パク・ハソン:ある意味、演技はあの時の方が上手かったと思います(笑) 「19歳の母」の時は撮影が終了して息子役の子と別れる時、とても悲しく本当にわんわん泣いてしばらくの間ずっと胸が苦しかったです。今回チェミと別れる時も本当は涙が出そうになりましたが、ぐっと堪えました。ソン・ヒョンソク監督やソ・ヒョンギョン脚本家からも「子供の前では泣かないで」と言われました。年を重ね、感情面でさらに成長したと思います。余裕を持てるようになり、演じる時に見えるものも多くなりました。似たような役を演じましたが、前回は子供のような姿が全てだったとすれば、今回は本当に大人の女性になったなと思います。

―結果論的な話だが、「TWO WEEKS」を通して「ハイキック3」で付いたイメージから抜け出すことに成功した。これについてどう思っているのか?

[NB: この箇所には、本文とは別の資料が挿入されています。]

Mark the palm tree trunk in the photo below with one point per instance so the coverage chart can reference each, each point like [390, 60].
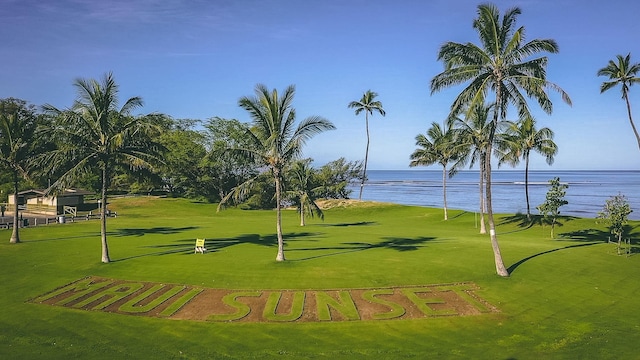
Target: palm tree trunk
[635, 131]
[280, 255]
[366, 156]
[103, 218]
[15, 234]
[483, 229]
[444, 190]
[500, 268]
[526, 185]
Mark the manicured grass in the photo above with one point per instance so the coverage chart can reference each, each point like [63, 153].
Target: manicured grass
[569, 298]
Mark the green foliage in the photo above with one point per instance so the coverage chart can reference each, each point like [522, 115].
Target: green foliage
[550, 208]
[334, 177]
[369, 106]
[355, 248]
[624, 73]
[616, 213]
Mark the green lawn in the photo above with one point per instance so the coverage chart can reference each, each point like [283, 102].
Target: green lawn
[569, 298]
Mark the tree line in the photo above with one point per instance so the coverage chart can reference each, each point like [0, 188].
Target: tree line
[98, 145]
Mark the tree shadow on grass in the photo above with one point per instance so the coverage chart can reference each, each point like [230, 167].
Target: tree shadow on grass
[513, 267]
[187, 246]
[165, 230]
[524, 222]
[392, 243]
[359, 223]
[589, 237]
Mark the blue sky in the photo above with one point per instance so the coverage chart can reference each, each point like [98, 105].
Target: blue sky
[195, 59]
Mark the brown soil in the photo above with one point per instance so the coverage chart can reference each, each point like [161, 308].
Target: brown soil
[414, 302]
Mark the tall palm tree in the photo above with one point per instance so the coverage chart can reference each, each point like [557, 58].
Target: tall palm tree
[368, 105]
[303, 189]
[94, 134]
[503, 65]
[622, 73]
[275, 141]
[473, 138]
[519, 140]
[437, 146]
[18, 124]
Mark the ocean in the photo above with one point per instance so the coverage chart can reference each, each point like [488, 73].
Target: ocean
[587, 192]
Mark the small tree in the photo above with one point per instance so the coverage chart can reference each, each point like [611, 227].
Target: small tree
[616, 213]
[550, 208]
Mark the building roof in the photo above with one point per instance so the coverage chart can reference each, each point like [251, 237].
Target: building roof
[66, 192]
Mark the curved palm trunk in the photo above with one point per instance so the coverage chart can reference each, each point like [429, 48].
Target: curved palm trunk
[483, 229]
[366, 156]
[15, 234]
[633, 126]
[280, 255]
[103, 218]
[526, 185]
[500, 268]
[444, 190]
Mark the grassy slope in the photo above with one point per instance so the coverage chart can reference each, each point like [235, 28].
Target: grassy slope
[569, 298]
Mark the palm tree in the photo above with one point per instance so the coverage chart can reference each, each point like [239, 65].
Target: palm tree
[623, 73]
[274, 141]
[503, 65]
[473, 139]
[18, 124]
[368, 105]
[95, 134]
[519, 140]
[437, 146]
[303, 189]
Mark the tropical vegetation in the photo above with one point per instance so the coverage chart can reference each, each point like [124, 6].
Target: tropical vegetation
[562, 300]
[503, 64]
[275, 142]
[554, 199]
[369, 105]
[437, 146]
[624, 73]
[95, 134]
[519, 140]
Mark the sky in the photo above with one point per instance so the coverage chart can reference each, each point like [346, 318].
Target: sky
[193, 59]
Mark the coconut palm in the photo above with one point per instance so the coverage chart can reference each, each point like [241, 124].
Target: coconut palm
[303, 189]
[94, 134]
[473, 137]
[622, 73]
[519, 140]
[503, 65]
[437, 146]
[368, 105]
[275, 142]
[18, 124]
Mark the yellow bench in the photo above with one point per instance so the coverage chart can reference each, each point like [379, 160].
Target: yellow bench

パク・ハソン:ソ・ヒョンギョン脚本家が私に「(ソ・イネが)『ハイキック3』の時の役のイメージと似ているかもしれないが、『TWO WEEKS』を通して似たような役でも一味違う表現ができる女優として生まれ変わってほしい」と言ってくれました。「ハイキック3」は“パク・ハソン”という名前を知ってもらい、私の全てを見せることができた作品です。しかしその強いイメージ故に女優という立場上プレッシャーに感じることもありました。そして、「TWO WEEKS」がそのイメージから抜け出すきっかけを与えてくれたと思います。演技というのはとにかく自分独自の世界や色を作っていく行程なので、これからはその部分に集中しようと思っています。

―2010年にMBC「トンイ」、2011年に「ハイキック3」を経て今年の「TWO WEEKS」まで、女優として話題性と作品性を兼ね備えた作品に相次いで出会うという幸運を手にしたが。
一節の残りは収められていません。